Wednesday, August 24, 2011

The Portal of Change

The first week of a new approach can be nerve-racking and exciting all at the same time. I couldn't be more pleased with how the first week has gone. The first 3 days were spent experiencing the rationale behind the changes.

Day 1: Mr Miyagi and language learning through immersion (Thank you to whoever posted that idea!)
Day 2: What is a family? Standards-based grading and mentoring
Day 3: What is my grade? Why don't I have a letter grade? Flipping with mastery

A little background on what's different, aside from the above listed items: When I take students abroad, they love the family stay and say they learn the most. We learn our native language in the comfort of our homes surrounded by language users of all levels, novice through proficient. It is the respectful, nurturing environment, negotiation of meaning, and stronger speakers helping weaker speakers that produces a powerful learning environment. Students ranging from levels I, II, III, and IV are mixed in each class period to simulate this and arranged in “families” of each level. Level I learners are the “children”; Level II learners are the “parents”; Level III and IV learners are the “grandparents”. Between families there are also “cousins” and “uncles/aunts” to help, mentor, and ask questions if I am busy.

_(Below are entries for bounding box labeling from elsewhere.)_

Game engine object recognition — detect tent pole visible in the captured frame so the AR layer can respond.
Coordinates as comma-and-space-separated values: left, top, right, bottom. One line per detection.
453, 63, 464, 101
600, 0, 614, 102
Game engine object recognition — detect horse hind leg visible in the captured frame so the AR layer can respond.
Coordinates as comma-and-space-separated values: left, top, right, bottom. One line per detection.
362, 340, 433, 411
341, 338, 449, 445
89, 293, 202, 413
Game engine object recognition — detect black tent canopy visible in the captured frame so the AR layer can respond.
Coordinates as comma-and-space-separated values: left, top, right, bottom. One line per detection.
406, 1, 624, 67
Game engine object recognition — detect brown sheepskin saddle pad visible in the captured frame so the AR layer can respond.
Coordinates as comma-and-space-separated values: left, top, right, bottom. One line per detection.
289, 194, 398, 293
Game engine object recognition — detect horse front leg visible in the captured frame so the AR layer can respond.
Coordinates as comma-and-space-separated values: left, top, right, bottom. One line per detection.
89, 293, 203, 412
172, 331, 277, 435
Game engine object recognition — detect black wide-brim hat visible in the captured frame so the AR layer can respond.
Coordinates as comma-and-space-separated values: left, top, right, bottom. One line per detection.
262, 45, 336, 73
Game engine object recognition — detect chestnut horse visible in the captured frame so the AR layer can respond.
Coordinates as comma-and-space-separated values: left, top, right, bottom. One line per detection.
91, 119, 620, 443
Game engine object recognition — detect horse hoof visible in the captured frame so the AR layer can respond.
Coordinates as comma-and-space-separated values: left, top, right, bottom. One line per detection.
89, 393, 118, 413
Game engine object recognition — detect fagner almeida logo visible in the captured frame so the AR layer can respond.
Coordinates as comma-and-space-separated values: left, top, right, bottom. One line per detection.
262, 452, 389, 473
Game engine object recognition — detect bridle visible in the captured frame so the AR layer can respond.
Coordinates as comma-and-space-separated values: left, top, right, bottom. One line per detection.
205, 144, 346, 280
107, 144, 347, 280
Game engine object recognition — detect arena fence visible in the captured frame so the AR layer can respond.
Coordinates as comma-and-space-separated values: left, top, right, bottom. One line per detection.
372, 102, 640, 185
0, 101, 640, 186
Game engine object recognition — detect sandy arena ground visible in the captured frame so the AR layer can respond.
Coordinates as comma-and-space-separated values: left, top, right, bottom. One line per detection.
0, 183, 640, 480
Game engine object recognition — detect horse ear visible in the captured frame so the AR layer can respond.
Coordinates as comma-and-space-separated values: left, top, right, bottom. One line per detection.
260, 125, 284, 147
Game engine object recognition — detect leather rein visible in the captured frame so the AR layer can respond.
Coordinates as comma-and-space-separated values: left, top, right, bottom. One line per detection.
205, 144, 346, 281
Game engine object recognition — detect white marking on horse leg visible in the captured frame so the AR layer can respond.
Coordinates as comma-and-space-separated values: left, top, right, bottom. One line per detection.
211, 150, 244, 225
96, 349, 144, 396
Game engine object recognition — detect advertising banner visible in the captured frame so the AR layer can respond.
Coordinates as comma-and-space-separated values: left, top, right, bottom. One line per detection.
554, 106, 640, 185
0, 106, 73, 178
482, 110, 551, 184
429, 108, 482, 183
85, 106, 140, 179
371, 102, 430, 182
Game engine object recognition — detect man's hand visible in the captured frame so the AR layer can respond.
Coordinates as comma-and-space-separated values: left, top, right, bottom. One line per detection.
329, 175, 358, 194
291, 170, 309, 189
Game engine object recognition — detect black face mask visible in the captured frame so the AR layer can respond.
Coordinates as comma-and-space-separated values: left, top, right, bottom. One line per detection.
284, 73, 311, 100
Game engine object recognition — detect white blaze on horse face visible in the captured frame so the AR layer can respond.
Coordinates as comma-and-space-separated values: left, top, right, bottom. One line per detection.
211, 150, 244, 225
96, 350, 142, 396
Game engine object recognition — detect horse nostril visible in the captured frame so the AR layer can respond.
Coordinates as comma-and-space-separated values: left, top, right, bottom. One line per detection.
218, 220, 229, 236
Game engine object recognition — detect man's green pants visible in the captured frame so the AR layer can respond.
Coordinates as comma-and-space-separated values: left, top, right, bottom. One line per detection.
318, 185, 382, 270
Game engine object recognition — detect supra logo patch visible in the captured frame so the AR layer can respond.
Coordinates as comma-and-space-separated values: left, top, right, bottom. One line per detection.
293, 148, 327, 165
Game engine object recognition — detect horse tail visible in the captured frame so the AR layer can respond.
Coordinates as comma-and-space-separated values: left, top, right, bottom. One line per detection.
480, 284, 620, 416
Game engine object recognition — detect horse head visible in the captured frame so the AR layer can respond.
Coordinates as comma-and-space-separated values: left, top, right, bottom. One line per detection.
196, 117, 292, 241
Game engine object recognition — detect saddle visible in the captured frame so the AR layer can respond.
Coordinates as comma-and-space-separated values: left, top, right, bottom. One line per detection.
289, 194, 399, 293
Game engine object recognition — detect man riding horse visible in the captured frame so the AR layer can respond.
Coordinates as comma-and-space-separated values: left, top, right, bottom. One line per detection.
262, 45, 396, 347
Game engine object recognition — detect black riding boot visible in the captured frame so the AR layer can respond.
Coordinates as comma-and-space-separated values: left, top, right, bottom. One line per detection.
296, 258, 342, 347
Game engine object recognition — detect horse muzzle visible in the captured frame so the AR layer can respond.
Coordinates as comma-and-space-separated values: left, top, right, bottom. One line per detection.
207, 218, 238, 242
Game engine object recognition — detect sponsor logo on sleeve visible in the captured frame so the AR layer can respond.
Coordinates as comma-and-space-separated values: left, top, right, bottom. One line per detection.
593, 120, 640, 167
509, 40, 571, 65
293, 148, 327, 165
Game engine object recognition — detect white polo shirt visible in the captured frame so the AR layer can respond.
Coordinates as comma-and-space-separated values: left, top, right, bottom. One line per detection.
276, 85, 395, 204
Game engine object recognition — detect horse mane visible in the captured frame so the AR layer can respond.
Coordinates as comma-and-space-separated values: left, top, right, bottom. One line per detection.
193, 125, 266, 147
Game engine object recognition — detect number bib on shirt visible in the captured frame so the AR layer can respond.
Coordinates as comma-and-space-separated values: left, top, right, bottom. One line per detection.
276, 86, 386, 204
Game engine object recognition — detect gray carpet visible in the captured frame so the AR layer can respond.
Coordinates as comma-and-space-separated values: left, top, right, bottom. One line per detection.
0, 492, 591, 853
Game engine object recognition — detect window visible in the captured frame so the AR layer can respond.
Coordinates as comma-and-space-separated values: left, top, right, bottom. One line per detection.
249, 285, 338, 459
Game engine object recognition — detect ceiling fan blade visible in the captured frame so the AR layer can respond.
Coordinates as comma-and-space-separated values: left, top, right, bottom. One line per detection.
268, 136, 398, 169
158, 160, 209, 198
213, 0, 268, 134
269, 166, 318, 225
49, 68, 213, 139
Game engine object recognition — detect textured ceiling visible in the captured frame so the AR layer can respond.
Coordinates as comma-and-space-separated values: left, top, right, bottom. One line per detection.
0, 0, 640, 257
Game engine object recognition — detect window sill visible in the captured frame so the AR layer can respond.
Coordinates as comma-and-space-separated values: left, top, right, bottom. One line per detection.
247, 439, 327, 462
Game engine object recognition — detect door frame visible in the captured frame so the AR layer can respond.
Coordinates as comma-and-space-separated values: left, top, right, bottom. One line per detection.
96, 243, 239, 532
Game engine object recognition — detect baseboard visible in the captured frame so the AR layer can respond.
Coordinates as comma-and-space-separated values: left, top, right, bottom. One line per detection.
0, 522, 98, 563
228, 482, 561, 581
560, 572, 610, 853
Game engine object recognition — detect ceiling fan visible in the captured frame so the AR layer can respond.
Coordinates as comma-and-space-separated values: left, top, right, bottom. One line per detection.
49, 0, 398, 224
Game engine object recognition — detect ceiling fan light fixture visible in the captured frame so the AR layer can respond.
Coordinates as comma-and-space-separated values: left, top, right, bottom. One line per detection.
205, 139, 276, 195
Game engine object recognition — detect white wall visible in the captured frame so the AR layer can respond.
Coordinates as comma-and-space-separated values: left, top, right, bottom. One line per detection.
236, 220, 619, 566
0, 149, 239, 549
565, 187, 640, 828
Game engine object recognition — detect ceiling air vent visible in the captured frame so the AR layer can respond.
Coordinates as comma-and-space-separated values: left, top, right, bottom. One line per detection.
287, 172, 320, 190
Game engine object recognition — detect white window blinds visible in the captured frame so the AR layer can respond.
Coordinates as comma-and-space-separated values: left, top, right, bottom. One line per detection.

What I have noticed so far...

* Students are indeed learning from other students.
They are able to hear what more experienced language students are saying and produce the same structures, with meaning, without direct instruction!
* Students are indeed using what they learn from other students and applying it in an immersion situation. The repetition of the conversation and the simple sentences are catching on and staying with them. Even after a short amount of time, students are remembering what they learned the previous day(s) and applying it to what they are learning today for more complex sentences.
* Students who struggled under the previous learning environment are thriving in the immersion experience. Turning in multiple assignments wasn't their way of demonstrating learning; this gives them more hands-on learning. It should also be noted that those who were succeeding before are still succeeding in this environment as well.
* Students are loving the flip class model. After a couple days, some have already completed a course goal and are moving on to the next. They really like not being held back in order to "beating a dead horse", but rather go at their own pace.
* Students still need direction for how to learn independently. After 3 days of instruction, they still asked, "What am I supposed to do?" It is great to be able to sit down with these few students, side-by-side, and walk them through the process.
* Students are already starting to use their older mentors for help. In turn, older students have indeed been learning from the younger students.
* Students have been engaged in educational discussions to redirect their learning in this short beginning phase. The stage is being set for deeper discussions later about their learning process.

* Discipline issues have been minimal due to focus on learning rather than accumulation of points and task
* More students are on task for longer periods of time. Each has individual goals set and work on those goals until completion. Another goal is set and they work toward that goal. It's all about collecting skills.

The photos show the kids in action! There is the family environment with mentoring, immersion conversation, and flipped environment.

While this all sounds great and we're ready to get all you readers signed up, I am well aware that this is the "honeymoon" period and the wheels may very well fall off at some point. For now, I am excited for the where the possibilities are leading and it is all falling together as I had planned and hope! My next step is to complete a video for the parents to get on board with what we are doing in class and understand how their learner will be assessed.